Designs Can Deceive, But Data Won’t: A Real-World Lesson in Migration Pitfalls
A real-world story of how a data migration looked perfect in design but unraveled under real data load, proving that data never lies.
“All models are wrong, but some are useful.” — George Box
In data systems, sometimes all designs seem right — until the data speaks.
Recently, while working on a data modernization project for an investment firm, we learned this the hard way. We were moving from MarkLogic, a multi-model database, to Databricks, aiming to unify data analytics, simplify pipelines, and embrace scalable architecture. Everything looked good on paper. The architecture diagrams were clean. The workflows were refactored. But then came the data. And it didn’t lie.
🚨 The Showstopper
As part of the migration, we had to replicate a key workflow originally running in MarkLogic. The workflow involved pulling enriched investment data via APIs, transforming it, and funneling it into analytics layers.
The new Databricks-based design seemed robust. But once live data started flowing in, we were hit with a crisis:
- API calls shot up 10x compared to the MarkLogic version.
- Millions of records/day started triggering unexpected volumes of requests.
- The downstream API servers nearly collapsed.
- The system began timing out, throttling, and failing silently in some cases.
We went from “Everything looks perfect” to “Why is the system choking?” in hours.
🕵️ What Went Wrong?
The design was functionally correct — but functionality ≠ efficiency.
- In MarkLogic, batching and smart querying were used natively.
- In Databricks, the new design looped over smaller chunks, triggering API calls per row instead of per batch.
- The shift in processing paradigm (document-oriented to distributed compute) wasn’t fully accounted for during replication.
On paper, the two workflows looked identical. But in execution, they couldn’t have been more different. And it was the data behavior — not the diagrams — that revealed the flaw.

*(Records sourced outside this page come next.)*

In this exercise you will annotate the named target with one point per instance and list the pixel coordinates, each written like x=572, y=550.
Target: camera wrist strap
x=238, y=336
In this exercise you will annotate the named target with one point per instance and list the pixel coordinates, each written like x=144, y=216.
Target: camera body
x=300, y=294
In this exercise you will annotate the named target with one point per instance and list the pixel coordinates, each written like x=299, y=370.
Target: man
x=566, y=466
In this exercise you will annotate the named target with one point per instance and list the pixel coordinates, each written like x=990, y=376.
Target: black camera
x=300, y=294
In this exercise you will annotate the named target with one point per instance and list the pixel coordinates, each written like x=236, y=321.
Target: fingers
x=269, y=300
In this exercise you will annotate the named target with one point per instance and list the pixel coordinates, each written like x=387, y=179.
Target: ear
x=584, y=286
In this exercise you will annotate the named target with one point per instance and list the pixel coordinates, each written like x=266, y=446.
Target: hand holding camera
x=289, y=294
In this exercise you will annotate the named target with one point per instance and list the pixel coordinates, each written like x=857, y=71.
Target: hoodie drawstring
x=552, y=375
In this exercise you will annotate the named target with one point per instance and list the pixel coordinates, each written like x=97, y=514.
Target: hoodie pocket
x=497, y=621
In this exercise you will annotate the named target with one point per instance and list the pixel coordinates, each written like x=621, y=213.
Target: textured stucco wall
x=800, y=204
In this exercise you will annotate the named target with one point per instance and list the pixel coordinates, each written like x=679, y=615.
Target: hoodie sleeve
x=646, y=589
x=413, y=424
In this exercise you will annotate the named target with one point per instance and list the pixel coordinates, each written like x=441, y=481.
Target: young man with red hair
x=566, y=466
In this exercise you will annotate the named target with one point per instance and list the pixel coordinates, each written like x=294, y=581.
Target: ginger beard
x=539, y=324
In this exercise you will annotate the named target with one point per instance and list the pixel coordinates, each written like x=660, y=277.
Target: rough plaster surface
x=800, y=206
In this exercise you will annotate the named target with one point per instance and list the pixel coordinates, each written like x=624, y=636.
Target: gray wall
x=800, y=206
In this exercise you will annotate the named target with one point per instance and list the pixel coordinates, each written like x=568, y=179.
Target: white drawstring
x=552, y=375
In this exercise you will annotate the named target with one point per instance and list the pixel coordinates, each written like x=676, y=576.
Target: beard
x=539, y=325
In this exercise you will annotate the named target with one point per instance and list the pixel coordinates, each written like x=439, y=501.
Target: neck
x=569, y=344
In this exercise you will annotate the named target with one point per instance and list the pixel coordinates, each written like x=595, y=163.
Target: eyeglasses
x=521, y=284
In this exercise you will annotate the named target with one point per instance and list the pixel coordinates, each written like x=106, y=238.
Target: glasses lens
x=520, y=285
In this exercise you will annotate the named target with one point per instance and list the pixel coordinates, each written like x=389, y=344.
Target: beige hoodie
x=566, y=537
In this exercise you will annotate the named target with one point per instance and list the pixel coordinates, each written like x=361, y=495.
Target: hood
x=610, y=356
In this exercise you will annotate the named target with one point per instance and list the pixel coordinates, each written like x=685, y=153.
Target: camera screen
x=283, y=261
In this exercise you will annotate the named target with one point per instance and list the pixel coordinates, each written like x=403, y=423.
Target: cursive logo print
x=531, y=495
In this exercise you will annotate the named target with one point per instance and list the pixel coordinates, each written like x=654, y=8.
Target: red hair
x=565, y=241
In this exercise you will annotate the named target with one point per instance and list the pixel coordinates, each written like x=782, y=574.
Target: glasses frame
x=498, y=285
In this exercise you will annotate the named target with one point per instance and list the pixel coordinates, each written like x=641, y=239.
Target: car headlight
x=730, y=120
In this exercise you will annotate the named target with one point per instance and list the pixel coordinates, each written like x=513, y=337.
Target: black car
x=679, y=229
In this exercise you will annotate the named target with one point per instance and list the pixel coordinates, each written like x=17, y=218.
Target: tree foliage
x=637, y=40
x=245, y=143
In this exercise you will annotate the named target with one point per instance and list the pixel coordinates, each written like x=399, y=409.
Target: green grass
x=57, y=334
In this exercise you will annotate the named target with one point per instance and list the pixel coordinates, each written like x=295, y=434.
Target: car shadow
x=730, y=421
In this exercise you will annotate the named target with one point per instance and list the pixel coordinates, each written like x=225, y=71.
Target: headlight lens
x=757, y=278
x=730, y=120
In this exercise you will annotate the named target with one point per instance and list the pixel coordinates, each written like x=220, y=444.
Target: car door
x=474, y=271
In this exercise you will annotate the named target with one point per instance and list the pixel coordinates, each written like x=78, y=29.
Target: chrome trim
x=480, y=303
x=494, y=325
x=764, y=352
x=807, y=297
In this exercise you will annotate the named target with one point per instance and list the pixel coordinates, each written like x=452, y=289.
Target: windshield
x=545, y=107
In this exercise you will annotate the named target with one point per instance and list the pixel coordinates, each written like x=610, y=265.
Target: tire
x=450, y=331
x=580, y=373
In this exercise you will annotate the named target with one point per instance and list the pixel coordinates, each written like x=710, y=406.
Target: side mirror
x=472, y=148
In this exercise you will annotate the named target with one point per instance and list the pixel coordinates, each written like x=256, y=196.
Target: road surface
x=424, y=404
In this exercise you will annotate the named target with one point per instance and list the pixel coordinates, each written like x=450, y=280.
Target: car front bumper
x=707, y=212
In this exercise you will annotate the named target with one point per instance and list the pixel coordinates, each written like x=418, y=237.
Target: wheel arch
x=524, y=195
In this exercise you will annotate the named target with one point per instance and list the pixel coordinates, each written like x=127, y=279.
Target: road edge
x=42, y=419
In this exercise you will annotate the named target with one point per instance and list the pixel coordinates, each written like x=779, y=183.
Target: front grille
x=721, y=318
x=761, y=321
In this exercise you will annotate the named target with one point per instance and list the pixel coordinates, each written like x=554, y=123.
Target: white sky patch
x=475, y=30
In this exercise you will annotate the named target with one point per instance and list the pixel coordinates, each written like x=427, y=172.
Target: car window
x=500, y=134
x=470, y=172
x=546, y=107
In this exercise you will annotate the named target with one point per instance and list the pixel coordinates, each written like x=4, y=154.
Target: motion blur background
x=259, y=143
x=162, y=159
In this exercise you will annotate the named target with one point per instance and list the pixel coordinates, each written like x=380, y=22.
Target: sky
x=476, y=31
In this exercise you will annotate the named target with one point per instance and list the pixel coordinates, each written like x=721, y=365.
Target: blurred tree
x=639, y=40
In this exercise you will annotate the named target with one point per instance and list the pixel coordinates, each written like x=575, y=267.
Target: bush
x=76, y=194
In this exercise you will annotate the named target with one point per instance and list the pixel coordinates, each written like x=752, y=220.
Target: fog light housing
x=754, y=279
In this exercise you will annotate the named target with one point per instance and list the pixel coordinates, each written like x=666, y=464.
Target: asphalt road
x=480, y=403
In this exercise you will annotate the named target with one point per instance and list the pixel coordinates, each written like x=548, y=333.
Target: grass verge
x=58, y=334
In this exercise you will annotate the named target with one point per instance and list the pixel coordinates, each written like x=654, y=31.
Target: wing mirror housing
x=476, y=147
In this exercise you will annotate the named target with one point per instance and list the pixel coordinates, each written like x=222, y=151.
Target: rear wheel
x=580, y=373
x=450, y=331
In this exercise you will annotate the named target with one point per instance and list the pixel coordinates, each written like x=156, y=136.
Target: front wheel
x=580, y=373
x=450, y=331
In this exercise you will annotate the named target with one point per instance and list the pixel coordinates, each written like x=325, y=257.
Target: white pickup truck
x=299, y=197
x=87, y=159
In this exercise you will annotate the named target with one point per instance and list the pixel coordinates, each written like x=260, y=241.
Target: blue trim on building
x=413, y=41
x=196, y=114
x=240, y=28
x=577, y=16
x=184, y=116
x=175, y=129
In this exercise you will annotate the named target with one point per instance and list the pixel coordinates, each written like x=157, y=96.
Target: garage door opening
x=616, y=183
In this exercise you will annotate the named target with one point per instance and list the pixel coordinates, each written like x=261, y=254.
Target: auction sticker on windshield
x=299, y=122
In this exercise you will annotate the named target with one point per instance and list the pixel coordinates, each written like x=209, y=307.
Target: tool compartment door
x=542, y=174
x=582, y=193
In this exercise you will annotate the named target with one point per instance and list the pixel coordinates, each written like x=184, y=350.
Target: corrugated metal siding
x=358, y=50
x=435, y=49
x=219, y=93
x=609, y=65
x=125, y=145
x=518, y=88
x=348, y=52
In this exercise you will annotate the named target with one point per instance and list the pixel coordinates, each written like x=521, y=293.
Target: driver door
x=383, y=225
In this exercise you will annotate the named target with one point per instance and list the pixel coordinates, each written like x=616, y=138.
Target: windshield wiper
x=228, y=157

📊 The Unfiltered Truth: Data > Design
Designs can be deceiving. They can be overly abstract, too generic, or misrepresent real-world execution. But data always brings out the truth — in usage patterns, performance metrics, system bottlenecks, and more.
In this case:
- Data exposed scaling flaws.
- It highlighted design blind spots.
- It forced us to rethink how workloads were parallelized and optimized.
✅ Key Learnings
Always Validate Design with Volume Simulation
Don’t wait for production load to reveal flaws. Use synthetic data at scale to validate assumptions.Understand the Source System’s Strengths
MarkLogic handled things differently for a reason. Don’t assume a 1:1 mapping will retain performance.Watch Out for Hidden Multipliers
Looping through APIs? Transformations per record? These scale silently but explode under load.Monitor Early, Monitor Often
Set up detailed telemetry around API usage, latency, error rates — even before full rollout.Data > Diagrams
Designs may show intent, but only data can show reality.
💡 Good Practices for Migration Projects
- Build POCs with real data slices to see system behavior.
- Involve performance benchmarking as a core part of migration—not as an afterthought.
- Log everything at scale. Logging 100 rows vs 10 million rows is a different challenge.
- Design for worst-case data scenarios, not just best-case flow.
🔁 Final Thoughts
Modern data systems are incredibly powerful — but also unforgiving when design choices go unchecked. We often trust our designs because they “make sense”. But data doesn’t care what makes sense — it only reflects what actually happens.
In our case, the wake-up call came just in time. We fixed the API logic, introduced bulk-fetching patterns, and implemented request throttling and retries. But the larger lesson remains:
Trust your data more than your design. Let it be your loudest critic.